Tubal Surgery (Neo Salpingostomy) for Infertility

  • Reading time:3 mins read
  • Post last modified:March 5, 2024
  • Post category:IVF

A 25 year old married female for two years, anxious to conceive, with irregular cycles since menarche, with history of Poly Cystic Ovarian Disease (PCOD), came for evaluation of infertility. On evaluation, Ultrasound is suggestive of bilateral polycystic ovarian disorder with right ovarian volume being 10.5cc and left ovarian volume of 20.3cc. Hysterosalpingogram revealed right cornual block. Other necessary investigations were done to know the ovarian reserve and male factor evaluated which was found normal. Clinical examination revealed no abnormalities.

Her cycles were regularized and planned for Diagnostic Hysterscopy with ovarian drilling and tubal cannulation if required. On Hysteroscopy, endometrial cavity is normal with no space occupying lesions, endometrium appears healthy and bilateral tubal ostia seen.

On Laparoscopy, uterus is normal in size, bilateral ovaries were enlarged and polycystic, with normal left fallopian tube. Right fallopian tube appears normal except for a small fimbrial cyst of 1.5 x 1 cm. Bilateral Tubo-Ovarian relationship is normal.

On Chromopertubation, left peritoneal spillage of the dye is seen which is suggestive of patent left fallopian tube and no peritoneal spillage seen through the right tube with block seen at fimbrial end. Fimbrial cyst excised and a new fimbrial opening created by giving a cruciate incision at the distal end of the tube (Neo-salpingostomy done).

Chromopertubation repeated and peritoneal spillage seen from the right fimbrial end. Bilateral Ovarian drilling done. Hemostasis secured. Peritoneal wash given. Endometrial biopsy taken and sent for Histopathology (HPE).

Clinical discussion:

Tubal factor infertility accounts for about 20 – 25% of all cases of infertility, often caused by pelvic infection (pelvic inflammatory disease) or endometriosis or scar tissue after pelvic surgery.

Diagnostic HysteroLaparoscopy (DHL) has emerged as the essential tool for the evaluation of female infertility and is the gold standard investigation for tubal patency.

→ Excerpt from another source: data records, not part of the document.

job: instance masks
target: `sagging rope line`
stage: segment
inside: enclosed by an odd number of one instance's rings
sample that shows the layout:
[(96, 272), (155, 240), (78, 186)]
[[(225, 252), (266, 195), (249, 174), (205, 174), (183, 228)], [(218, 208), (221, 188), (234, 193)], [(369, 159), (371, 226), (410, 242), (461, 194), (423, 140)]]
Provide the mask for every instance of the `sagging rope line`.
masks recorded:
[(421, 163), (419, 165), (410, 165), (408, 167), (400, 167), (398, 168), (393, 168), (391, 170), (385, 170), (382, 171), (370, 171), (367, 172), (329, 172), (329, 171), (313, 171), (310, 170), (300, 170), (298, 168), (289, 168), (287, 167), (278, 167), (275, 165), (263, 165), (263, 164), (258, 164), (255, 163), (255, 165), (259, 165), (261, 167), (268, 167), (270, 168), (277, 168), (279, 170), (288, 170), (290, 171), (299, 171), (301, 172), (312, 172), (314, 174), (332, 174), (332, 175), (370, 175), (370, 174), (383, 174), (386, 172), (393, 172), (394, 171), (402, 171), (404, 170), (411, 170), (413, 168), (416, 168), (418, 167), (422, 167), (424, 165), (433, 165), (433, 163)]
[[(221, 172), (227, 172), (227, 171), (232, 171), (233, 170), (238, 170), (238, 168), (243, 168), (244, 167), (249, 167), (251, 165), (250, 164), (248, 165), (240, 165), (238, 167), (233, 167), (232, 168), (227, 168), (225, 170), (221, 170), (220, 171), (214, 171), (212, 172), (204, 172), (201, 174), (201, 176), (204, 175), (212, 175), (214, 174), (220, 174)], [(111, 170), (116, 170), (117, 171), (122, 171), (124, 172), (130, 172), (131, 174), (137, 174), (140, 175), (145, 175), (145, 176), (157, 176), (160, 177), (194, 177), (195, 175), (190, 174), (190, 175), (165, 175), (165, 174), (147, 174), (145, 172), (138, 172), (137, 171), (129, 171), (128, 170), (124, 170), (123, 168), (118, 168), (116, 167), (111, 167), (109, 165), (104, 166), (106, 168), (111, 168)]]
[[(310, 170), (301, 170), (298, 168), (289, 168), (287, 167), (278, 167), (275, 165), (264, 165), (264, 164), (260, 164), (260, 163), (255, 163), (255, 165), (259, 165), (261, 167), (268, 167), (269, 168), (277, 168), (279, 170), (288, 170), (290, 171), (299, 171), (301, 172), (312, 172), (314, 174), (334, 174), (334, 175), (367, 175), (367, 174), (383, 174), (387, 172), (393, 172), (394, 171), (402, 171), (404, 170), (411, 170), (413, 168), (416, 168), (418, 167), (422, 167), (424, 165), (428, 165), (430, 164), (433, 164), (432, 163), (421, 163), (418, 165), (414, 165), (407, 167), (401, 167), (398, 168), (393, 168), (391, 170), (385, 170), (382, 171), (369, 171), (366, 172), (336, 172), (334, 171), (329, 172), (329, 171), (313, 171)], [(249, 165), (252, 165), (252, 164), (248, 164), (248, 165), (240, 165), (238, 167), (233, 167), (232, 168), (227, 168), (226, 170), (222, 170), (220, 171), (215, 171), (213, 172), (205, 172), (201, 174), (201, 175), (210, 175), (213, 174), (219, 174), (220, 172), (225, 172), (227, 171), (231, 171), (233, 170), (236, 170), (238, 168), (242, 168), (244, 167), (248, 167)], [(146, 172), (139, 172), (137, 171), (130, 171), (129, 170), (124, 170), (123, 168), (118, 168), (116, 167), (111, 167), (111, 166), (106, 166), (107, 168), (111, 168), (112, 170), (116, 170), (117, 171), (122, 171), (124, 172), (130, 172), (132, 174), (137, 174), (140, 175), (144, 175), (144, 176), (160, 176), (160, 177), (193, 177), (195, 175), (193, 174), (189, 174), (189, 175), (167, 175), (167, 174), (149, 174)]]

The importance of DHL lies in the fact that it gives a detailed, direct visualization and analysis of the uterine cavity, endometrium, tubal morphology and patency, uterine, ovarian, and adnexal pathology. These pathology findings are often missed in routine clinical examination and ultrasound scan. In addition to diagnosis, DHL also provides the additional benefit of therapeutic interventions in few conditions.

Conclusion:

The development of invitro fertilization (IVF) techniques has diminished the importance of tubal infertility but recent discoveries shed new light on reproductive tubal surgeries with the objective of restoring the normal procreation in couples with tubal factor infertility prior to any IVF cycle. There is still a need for Randomized Control Trials comparing the benefits and costs for IVF versus Reproductive tubal surgeries.